企業人講和
昨日、午後より金城大学短期大学部の1年生110名を対象に「企業人講和」なる話をしてきた。短大生は年明けから早くも就職活動が始まる。学生さんが企業の人事役職担当から、専門科目内容を学ぶ心構え、求められる人物像、業界における就活のポイントを聞く機会とする授業だ。なぜか私が「フードビジネス業界」の代表としてご指名を受けた。金城さんには恩義がある。私で良ければ、と引き受けさせていただいた。20分間の講和である。そこで私は、「求められる人物像」として、〝仕事に楽しさを見いだせる人〟〝人を幸せにしたいと思う人〟の二点を挙げた。さらに、就職前の準備として、〝出汁から料理を作ってみる〟〝自分で大枚はたいて、一流料亭に食べに行く〟を挙げた。
仕事に楽しさを見いだせる人
アドラー心理学に触れてから思うようになった価値観だ。自分探しをしても自分なんてみつからない。そもそも空っぽに近い自分にとって、私に合う職業なんてあるはずがない。一方、万人が楽しいと感じ、万人がつまらないと感じる仕事もない。価値観、感じ方は人それぞれだ。よって、〝楽しい仕事を探し出そう〟としても失敗する場合が多い。必要なのは、どんな仕事であれ、〝仕事の中から楽しさを見いだせる感性〟だ。それができる人間なら、極論、どの職業についてもやっていけるし、そういうセンスこそが大事なのである。
人を幸せにしたいと思う人
そもそも人はなぜ仕事をしなければならないのか。生活のため、すなわちお金のためか。ならば、宝くじで3億円当たり、一生遊んで暮らせれば人は仕事をせずに生きていけるのか。残念ながら、お金だけでは幸せになれない。自分が社会に役に立っている、もっと具体的には、誰かを幸せにできていると実感できたとき、人は途方もない充実感を得るのだ。
出汁から料理を作る
金沢に生まれ育ち、フードビジネスに身を投じたいのならば、日本料理の真髄に挑んでみよう。
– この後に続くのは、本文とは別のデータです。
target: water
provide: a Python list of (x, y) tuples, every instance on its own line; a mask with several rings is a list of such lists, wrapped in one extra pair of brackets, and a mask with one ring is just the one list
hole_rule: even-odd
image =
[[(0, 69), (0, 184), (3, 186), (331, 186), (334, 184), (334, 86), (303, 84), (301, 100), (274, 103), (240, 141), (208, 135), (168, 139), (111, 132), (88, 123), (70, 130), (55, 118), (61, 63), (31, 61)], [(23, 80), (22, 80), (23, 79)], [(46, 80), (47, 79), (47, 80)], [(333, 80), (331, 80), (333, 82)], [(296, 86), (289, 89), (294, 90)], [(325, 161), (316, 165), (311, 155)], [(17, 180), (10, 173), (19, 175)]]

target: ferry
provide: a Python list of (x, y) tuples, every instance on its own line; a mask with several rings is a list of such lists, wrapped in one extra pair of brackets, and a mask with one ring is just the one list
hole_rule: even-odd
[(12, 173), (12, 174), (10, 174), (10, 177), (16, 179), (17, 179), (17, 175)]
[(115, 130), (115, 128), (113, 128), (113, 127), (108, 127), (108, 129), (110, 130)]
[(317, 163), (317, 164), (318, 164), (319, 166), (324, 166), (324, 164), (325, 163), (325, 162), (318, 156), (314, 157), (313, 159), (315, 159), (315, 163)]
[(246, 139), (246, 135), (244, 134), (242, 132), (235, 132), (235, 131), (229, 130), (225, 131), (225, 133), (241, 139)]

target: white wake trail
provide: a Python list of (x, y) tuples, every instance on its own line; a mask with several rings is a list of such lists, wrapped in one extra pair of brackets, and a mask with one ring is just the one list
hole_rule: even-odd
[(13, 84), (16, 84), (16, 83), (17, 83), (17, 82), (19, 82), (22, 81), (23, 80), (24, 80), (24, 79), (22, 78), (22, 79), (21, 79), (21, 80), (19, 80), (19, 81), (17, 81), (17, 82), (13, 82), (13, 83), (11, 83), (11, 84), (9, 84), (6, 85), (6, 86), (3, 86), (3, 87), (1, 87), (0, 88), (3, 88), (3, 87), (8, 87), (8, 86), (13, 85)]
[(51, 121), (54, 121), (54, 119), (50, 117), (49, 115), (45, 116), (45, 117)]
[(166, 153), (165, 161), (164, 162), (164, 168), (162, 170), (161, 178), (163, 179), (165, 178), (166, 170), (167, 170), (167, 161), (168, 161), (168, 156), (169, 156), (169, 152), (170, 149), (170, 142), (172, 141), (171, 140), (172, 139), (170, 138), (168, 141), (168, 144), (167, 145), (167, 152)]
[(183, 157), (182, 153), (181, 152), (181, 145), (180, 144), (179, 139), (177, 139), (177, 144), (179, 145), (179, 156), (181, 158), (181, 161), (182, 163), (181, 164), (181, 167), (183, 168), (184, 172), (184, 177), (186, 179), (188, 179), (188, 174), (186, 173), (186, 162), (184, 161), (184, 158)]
その基本中の基本であり最も奥が深いものは〝出汁(だし)〟だ。特に昆布と鰹節を使うのは日本ならではだ。煮干、椎茸も含め、日本料理の出汁は多種多様で、合わせることで無限のバリエーションを持つ。今はもちろん駆け出しでも、見よう身まねでやってみることを勧める。全く駄目だ、意外と行ける…結果はともかく、何かを感じることができるだろう。
一流料亭に食べにいく
〝出汁から作る〟と根っこは同じである。せっかく金沢にいるのなら、一流に触れること。そのために身銭を切ることが大事だ。普段は安いもの、全国一律のもので済ませていればよいが、1~2ヶ月に1度は、アルバイトで溜めたお金3万円ぐらいを握りしめて、一流料亭に食べに行くことをお勧めする。その味、風味、しつらえ、盛り付けを体感することで磨かれるものがある。